The security issue appeared when CDP discovery could accept a WebSocket URL that should have been blocked by OpenClaw policy. Under the right configuration, this meant a lower-trust caller or configured input path could potentially reach network destinations that policy was supposed to prevent.
This was not a flashy bug. There was no hardcoded credential or simple crash path. The vulnerability lived where browser automation, WebSocket discovery, and network policy crossed.
That is exactly where serious security bugs often hide.
Policy Has To Follow The Connection
The policy failure is simple: blocking the first URL is not enough.
If a feature discovers a second destination, follows a redirect, accepts a derived WebSocket endpoint, or connects on behalf of a caller, that next hop has to pass the same policy checks. Otherwise, policy becomes decoration.

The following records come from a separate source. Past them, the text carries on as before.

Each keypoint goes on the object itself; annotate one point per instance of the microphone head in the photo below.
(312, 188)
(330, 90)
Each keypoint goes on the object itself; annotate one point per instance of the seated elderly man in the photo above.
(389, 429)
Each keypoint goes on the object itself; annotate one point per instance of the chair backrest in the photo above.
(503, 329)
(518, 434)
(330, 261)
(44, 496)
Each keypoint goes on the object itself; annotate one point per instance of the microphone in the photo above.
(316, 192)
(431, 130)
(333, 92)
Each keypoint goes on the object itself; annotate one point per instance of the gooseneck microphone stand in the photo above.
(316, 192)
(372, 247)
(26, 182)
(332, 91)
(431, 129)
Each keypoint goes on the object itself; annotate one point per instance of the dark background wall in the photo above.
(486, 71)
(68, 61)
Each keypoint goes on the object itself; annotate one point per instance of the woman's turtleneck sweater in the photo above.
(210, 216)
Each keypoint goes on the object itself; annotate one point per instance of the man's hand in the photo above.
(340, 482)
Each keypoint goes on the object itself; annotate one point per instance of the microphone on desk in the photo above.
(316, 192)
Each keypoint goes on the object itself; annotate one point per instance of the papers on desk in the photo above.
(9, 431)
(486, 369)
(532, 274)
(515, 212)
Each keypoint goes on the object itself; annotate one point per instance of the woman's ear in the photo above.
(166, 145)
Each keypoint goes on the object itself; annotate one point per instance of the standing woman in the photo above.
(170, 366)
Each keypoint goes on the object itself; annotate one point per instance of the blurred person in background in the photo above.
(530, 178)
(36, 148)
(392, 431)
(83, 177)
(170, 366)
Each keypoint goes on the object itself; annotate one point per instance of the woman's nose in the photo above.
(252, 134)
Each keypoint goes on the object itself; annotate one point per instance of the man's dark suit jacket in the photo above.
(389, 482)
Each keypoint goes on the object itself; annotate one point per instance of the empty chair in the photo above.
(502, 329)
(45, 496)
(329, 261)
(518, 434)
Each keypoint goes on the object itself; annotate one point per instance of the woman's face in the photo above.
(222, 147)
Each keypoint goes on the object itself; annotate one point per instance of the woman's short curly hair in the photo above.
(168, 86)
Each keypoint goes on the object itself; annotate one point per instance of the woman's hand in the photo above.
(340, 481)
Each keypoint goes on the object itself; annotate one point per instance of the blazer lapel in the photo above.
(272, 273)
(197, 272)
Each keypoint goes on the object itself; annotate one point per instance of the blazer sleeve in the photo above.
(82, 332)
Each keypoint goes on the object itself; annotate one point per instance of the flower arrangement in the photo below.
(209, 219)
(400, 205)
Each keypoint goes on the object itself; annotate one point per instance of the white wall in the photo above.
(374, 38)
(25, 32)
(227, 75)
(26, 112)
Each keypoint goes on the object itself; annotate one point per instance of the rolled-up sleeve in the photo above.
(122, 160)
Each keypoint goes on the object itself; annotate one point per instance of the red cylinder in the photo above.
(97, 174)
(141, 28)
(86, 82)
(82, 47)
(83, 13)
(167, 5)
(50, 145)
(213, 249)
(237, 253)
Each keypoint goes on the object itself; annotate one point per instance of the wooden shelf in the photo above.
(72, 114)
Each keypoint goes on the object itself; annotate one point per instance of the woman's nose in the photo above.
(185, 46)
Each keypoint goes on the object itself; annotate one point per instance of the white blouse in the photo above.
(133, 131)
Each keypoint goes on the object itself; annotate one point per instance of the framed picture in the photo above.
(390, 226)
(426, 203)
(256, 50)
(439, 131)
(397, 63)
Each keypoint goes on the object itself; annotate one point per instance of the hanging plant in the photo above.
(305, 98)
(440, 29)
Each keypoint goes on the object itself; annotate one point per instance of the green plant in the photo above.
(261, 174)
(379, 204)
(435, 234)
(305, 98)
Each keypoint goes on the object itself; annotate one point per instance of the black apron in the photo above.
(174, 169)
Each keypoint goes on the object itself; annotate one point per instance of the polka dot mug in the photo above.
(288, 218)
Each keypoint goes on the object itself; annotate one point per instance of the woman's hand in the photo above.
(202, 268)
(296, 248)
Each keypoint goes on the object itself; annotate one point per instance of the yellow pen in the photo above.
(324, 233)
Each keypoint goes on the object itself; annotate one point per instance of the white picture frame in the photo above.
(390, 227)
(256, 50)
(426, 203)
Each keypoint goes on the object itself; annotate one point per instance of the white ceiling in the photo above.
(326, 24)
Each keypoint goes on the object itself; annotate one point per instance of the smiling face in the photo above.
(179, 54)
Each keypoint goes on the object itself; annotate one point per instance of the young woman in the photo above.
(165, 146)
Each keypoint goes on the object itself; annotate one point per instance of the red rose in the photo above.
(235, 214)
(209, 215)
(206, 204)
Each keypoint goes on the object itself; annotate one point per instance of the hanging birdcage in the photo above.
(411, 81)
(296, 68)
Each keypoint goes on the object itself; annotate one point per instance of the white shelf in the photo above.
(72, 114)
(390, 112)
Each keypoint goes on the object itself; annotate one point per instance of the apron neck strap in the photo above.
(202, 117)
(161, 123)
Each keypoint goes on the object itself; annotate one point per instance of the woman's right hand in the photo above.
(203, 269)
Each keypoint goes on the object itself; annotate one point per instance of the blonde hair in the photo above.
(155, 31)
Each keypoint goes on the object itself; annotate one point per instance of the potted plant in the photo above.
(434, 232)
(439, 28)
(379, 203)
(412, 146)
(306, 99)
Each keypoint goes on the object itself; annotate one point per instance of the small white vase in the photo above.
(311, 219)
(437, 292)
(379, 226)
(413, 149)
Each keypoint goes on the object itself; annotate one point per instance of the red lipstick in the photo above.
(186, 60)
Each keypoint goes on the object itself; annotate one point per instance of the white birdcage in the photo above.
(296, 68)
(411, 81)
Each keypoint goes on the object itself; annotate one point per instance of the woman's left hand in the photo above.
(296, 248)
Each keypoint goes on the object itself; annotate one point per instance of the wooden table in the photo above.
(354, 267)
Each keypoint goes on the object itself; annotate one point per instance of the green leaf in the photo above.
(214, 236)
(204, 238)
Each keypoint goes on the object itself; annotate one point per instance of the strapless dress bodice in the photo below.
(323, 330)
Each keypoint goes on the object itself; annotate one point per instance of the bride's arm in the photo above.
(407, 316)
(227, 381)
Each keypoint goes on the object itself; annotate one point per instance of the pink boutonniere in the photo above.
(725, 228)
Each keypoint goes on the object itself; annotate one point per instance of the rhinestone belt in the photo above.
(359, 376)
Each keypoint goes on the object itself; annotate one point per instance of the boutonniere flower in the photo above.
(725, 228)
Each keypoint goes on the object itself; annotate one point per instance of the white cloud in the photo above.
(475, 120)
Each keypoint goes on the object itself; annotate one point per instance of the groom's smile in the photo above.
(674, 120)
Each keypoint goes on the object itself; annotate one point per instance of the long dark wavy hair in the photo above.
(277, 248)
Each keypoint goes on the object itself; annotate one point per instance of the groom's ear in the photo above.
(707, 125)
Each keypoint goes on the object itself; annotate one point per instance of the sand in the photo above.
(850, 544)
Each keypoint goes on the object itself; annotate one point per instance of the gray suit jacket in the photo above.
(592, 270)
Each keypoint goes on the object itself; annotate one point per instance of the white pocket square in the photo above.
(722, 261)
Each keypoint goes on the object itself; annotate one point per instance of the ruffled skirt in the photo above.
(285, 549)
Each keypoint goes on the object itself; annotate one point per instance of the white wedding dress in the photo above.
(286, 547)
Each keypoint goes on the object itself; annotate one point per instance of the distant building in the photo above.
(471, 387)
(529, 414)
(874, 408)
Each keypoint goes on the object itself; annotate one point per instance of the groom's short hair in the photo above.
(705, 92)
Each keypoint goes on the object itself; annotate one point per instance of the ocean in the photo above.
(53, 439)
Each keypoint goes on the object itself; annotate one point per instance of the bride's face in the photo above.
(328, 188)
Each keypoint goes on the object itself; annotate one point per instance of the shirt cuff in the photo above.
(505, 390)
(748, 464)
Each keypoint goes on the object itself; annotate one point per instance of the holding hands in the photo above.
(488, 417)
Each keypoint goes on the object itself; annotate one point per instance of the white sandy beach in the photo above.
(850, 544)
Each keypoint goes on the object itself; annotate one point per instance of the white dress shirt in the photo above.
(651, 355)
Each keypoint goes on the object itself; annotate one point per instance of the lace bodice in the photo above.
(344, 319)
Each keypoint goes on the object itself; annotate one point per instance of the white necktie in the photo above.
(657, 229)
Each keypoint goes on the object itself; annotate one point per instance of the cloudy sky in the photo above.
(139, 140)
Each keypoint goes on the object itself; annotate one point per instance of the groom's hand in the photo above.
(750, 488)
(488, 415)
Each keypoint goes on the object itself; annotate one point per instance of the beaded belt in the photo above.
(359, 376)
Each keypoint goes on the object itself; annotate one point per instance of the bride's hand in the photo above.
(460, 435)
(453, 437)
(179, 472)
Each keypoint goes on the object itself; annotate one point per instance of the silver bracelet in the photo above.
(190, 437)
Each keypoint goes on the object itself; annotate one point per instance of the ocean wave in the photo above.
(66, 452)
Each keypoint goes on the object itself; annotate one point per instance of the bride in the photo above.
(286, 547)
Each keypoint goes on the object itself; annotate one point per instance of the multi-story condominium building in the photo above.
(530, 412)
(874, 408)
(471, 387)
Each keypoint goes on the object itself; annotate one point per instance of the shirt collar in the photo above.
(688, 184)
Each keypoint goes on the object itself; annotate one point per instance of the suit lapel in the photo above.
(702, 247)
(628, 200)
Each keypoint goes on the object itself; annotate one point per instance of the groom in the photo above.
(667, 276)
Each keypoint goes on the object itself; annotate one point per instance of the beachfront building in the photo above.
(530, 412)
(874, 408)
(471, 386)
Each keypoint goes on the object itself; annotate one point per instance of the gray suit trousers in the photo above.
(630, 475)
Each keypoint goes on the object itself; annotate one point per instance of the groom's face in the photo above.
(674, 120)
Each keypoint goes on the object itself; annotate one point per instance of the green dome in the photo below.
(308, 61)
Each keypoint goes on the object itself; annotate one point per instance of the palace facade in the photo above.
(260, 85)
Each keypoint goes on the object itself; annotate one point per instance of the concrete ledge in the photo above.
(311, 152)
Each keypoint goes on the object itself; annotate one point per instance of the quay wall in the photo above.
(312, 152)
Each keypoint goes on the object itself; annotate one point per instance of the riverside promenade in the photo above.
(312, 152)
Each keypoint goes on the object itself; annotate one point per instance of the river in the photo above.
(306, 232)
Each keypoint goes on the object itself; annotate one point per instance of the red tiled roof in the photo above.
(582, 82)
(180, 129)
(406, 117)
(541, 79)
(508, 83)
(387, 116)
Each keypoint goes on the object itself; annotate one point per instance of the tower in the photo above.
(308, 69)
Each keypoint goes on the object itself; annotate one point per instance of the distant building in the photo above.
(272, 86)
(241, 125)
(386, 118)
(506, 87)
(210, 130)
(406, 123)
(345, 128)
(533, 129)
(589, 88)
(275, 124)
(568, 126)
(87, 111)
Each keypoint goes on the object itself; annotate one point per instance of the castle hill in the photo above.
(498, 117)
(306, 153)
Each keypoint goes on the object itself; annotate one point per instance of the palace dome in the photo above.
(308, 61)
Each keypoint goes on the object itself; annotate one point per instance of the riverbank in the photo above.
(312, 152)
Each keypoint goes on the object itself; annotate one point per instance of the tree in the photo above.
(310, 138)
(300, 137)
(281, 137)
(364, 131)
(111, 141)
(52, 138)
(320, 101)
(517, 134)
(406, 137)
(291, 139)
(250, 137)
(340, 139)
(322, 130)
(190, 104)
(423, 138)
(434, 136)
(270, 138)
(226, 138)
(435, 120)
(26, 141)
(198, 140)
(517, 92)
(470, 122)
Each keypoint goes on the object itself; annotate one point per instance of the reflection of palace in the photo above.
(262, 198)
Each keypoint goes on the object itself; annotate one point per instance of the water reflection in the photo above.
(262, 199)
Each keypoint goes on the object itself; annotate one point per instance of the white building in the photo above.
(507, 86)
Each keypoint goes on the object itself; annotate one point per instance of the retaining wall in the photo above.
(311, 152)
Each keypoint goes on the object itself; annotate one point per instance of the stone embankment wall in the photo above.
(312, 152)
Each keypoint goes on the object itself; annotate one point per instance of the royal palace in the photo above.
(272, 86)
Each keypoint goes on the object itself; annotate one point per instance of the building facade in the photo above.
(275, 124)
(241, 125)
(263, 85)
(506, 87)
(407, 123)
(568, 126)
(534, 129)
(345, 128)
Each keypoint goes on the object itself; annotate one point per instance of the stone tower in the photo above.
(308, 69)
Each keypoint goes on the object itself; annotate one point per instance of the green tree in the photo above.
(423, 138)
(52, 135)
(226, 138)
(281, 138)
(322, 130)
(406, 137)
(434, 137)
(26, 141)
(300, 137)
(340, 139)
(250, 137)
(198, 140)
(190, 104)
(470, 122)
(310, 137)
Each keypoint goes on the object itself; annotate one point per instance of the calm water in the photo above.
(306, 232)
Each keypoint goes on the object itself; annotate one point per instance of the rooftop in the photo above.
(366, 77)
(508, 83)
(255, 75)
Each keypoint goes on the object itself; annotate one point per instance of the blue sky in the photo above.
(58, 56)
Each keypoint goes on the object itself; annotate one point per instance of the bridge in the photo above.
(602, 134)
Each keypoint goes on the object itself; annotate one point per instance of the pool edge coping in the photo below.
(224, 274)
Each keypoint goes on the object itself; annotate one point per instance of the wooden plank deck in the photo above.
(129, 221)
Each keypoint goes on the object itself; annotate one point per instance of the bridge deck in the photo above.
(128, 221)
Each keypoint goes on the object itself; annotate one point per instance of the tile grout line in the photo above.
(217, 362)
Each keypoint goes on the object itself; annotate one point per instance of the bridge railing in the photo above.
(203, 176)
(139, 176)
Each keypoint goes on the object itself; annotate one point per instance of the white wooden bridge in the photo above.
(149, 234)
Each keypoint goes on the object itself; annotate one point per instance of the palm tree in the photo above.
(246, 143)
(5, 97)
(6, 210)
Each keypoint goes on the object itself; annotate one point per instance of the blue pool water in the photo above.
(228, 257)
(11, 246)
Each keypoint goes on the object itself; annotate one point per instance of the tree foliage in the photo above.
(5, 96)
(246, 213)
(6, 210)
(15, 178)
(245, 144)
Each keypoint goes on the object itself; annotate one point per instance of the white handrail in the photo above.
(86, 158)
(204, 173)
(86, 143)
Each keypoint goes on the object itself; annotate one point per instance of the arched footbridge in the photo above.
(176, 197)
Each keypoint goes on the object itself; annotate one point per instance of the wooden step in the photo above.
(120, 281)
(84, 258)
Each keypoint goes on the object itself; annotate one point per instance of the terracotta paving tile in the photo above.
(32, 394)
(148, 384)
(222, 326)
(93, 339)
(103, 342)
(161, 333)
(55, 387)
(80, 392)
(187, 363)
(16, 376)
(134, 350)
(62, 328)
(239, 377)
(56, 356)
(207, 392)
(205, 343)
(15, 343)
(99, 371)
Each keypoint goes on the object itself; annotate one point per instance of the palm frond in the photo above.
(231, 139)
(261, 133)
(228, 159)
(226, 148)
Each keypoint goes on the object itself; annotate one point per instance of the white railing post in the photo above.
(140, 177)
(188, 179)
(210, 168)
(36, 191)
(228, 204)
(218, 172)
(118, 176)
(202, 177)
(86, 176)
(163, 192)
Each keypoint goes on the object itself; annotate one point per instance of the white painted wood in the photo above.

Here, Browser CDP discovery could accept a destination that should have been rejected.
The advisory classified the issue under:
- CWE-284: Improper Access Control
- CWE-918: Server-Side Request Forgery
That mapping tracks: an access-control miss around network reachability can become an SSRF-style path.
Agentic Systems Change the Security Model
This class of bug gets sharper in agentic systems.
Tools like OpenClaw connect models, plugins, browsers, gateways, local services, memory, APIs, and execution surfaces. Each feature may look safe in isolation, but risk changes when one trust boundary hands control to another.
A browser feature that accepts a debugger WebSocket is not just browser plumbing. It is a network reachability decision.
When reviewing a traditional web application, the question might be:
Can this endpoint be abused?
In an agentic framework, the better question is:
What can reach this feature, what trust level does that caller have, and what can this feature reach afterward?
That second question is where this vulnerability lived.
Scope and Mitigation
The patched version was OpenClaw 2026.6.6, and the advisory recommends upgrading to a patched release.
Additional hardening includes:
- Restricting affected browser features to trusted operators
- Disabling browser automation features when they are not needed
- Keeping channel and tool allowlists narrow
- Avoiding shared gateways between mutually untrusted users
- Disabling unnecessary features by default
Scope is important. This issue did not change OpenClaw's trusted-operator model. Authenticated gateway operators, installed plugins, and intentional local execution surfaces remain trusted unless a separate policy, approval, allowlist, sandbox, or authentication boundary is crossed.
Good security work is not about labeling every edge case as catastrophic. It is about identifying the real boundary, proving when it matters, and fixing the path where enforcement failed.
The Takeaway
Agentic security needs to treat discovery and connection logic as security-sensitive code.
It is easy to focus on the obvious dangerous features: shell commands, file writes, credential access, browser actions, and plugin execution. But supporting logic can be just as important.
Discovery endpoints, URL normalization, redirects, WebSocket handoffs, metadata parsing, and backend selection can all become policy bypass paths.
If a system blocks a destination, every route to that destination has to be blocked too.
That includes:
- Direct requests
- Redirects
- Discovered URLs
- Derived WebSocket endpoints
- Helper features that connect on behalf of the caller
This vulnerability was accepted because it exposed a real policy enforcement gap. The fix closed a path where Browser CDP discovery could accept something policy should have rejected.
That is the kind of issue I expect to see more often as agent frameworks become more powerful. The dangerous part is not always one obvious exploit. Sometimes it is a small mismatch between what policy says and what a feature actually does when it follows a secondary connection path.
In agentic systems, those mismatches matter.